Error fine-tuning distilled Pegasus with run_seq2seq.py

Hello,

This is my first post in the forum.

I have successfully fine-tuned t5-small and distilled bart models using run_seq2seq.py.

When I try to fine-tune sshleifer/distill-pegasus-xsum-16-8:

!python examples/seq2seq/run_seq2seq.py \
    --model_name_or_path $modelname \
    --do_train \
    --do_eval \
    --task summarization \
    --train_file $trainpath \
    --validation_file $valpath \
    --output_dir $modelsave \
    --overwrite_output_dir \
    --per_device_train_batch_size=1 \
    --per_device_eval_batch_size=1 \
    --predict_with_generate \
    --text_column ctext \
    --save_steps=100000 \
    --num_train_epochs=1 \
    --summary_column text

I get the following error:

5.27it/s]/opt/conda/conda-bld/pytorch_1603729138878/work/aten/src/ATen/native/cuda/Indexing.cu:658: indexSelectLargeIndex: block: [213,0,0], thread: [96,0,0] Assertion `srcIndex < srcSelectDimSize` failed.
/opt/conda/conda-bld/pytorch_1603729138878/work/aten/src/ATen/native/cuda/Indexing.cu:658: indexSelectLargeIndex: block: [213,0,0], thread: [97,0,0] Assertion `srcIndex < srcSelectDimSize` failed.
..................
File "/kaggle/working/transformers/src/transformers/models/pegasus/modeling_pegasus.py", line 340, in forward
    if torch.isinf(hidden_states).any() or torch.isnan(hidden_states).any():
RuntimeError: CUDA error: device-side assert triggered
 14%|████▉                               | 3684/26890 [12:08<1:16:30,  5.05it/s]

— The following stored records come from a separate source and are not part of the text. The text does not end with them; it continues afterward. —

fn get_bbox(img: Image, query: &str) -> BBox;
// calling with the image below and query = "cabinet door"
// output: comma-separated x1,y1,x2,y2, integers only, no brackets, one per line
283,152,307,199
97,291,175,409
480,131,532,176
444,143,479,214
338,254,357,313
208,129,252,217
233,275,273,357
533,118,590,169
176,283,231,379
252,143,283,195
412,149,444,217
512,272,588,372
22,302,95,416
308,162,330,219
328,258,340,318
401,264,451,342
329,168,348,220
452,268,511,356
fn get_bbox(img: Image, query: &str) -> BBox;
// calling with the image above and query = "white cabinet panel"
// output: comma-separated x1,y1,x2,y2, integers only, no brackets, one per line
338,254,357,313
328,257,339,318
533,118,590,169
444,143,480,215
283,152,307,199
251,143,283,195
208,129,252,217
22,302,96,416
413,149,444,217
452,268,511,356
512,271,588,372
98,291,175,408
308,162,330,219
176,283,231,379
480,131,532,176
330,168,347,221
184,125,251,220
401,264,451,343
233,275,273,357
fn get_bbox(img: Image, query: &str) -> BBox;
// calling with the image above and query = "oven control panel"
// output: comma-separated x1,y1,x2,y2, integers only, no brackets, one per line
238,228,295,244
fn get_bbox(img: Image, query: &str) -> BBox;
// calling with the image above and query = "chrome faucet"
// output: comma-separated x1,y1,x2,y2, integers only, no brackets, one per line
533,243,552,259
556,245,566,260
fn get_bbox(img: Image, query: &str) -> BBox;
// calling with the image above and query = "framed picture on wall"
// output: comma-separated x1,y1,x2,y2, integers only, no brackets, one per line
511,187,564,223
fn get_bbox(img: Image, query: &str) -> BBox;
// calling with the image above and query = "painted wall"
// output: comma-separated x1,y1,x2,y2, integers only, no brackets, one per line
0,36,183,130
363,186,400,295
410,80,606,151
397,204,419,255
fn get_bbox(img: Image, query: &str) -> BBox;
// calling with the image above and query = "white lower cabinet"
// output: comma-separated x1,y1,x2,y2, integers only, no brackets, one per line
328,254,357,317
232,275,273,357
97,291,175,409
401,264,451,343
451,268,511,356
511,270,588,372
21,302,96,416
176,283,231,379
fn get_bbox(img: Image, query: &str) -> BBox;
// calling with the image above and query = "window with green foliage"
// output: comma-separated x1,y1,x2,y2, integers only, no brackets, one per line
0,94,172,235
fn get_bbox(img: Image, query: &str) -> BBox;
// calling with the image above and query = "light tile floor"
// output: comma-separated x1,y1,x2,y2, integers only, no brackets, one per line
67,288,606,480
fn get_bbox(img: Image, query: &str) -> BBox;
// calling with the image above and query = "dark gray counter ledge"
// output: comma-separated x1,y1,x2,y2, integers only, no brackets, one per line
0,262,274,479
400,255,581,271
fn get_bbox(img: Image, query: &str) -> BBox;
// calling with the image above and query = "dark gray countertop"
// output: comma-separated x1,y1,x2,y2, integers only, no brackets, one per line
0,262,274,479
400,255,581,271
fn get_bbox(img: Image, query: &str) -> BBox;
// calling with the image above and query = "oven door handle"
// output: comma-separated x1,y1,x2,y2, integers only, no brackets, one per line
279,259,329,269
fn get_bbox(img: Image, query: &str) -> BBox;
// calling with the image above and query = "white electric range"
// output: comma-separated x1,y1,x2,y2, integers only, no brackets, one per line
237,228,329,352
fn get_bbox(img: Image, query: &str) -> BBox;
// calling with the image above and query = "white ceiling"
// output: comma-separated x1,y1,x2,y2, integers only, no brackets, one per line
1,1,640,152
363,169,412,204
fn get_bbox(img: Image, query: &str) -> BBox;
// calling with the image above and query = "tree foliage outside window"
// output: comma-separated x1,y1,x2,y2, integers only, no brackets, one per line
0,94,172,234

I have tested with batches of size 1 and 2, and in both cases, the error is triggered at 14% of training steps.
The size of the training dataset is 26890 and the validation dataset 6720.
I tested the code in Google Colab and in Kaggle Kernels.

Has anyone successfully fine-tuned PEGASUS or a distilled version of PEGASUS using run_seq2seq.py? Which arguments did you use?

Thank you for your valuable time and help

Could you try to run the code on CPU? It usually helps to run the code on CPU when you have a CUDA error, to get a more informative error message.

I followed your suggestion and ran the code on CPU.

I got the following error:

…./trainer.py", line 1325, in compute_loss
    outputs = model(**inputs)
  File "/usr/local/lib/python3.6/dist-packages/torch/nn/modules/module.py", line 727, in _call_impl
    result = self.forward(*input, **kwargs)
 “.../modeling_pegasus.py", line 1260, in forward
    return_dict=return_dict,
…..
".../transformers/src/transformers/models/pegasus/modeling_pegasus.py", line 722, in forward
    embed_pos = self.embed_positions(input_shape)
  File "/usr/local/lib/python3.6/dist-packages/torch/nn/modules/module.py", line 727, in _call_impl
    result = self.forward(*input, **kwargs)
  File "/usr/local/lib/python3.6/dist-packages/torch/autograd/grad_mode.py", line 26, in decorate_context
    return func(*args, **kwargs)
  "..../transformers/models/pegasus/modeling_pegasus.py", line 138, in forward
    return super().forward(positions)
  File "/usr/local/lib/python3.6/dist-packages/torch/nn/modules/sparse.py", line 126, in forward
    self.norm_type, self.scale_grad_by_freq, self.sparse)
  File "/usr/local/lib/python3.6/dist-packages/torch/nn/functional.py", line 1852, in embedding
    return torch.embedding(weight, input, padding_idx, scale_grad_by_freq, sparse)
IndexError: index out of range in self

Searching in the forum there was a chance that it was related to max_position_embeddings.

The max_position_embedding for distill-pegasus-xsum-16-8 is 512.
My dataset contains one element greater than this value. I removed it and I was able to successfully complete the fine-tuning.

Thanks very much for your help!

1 Like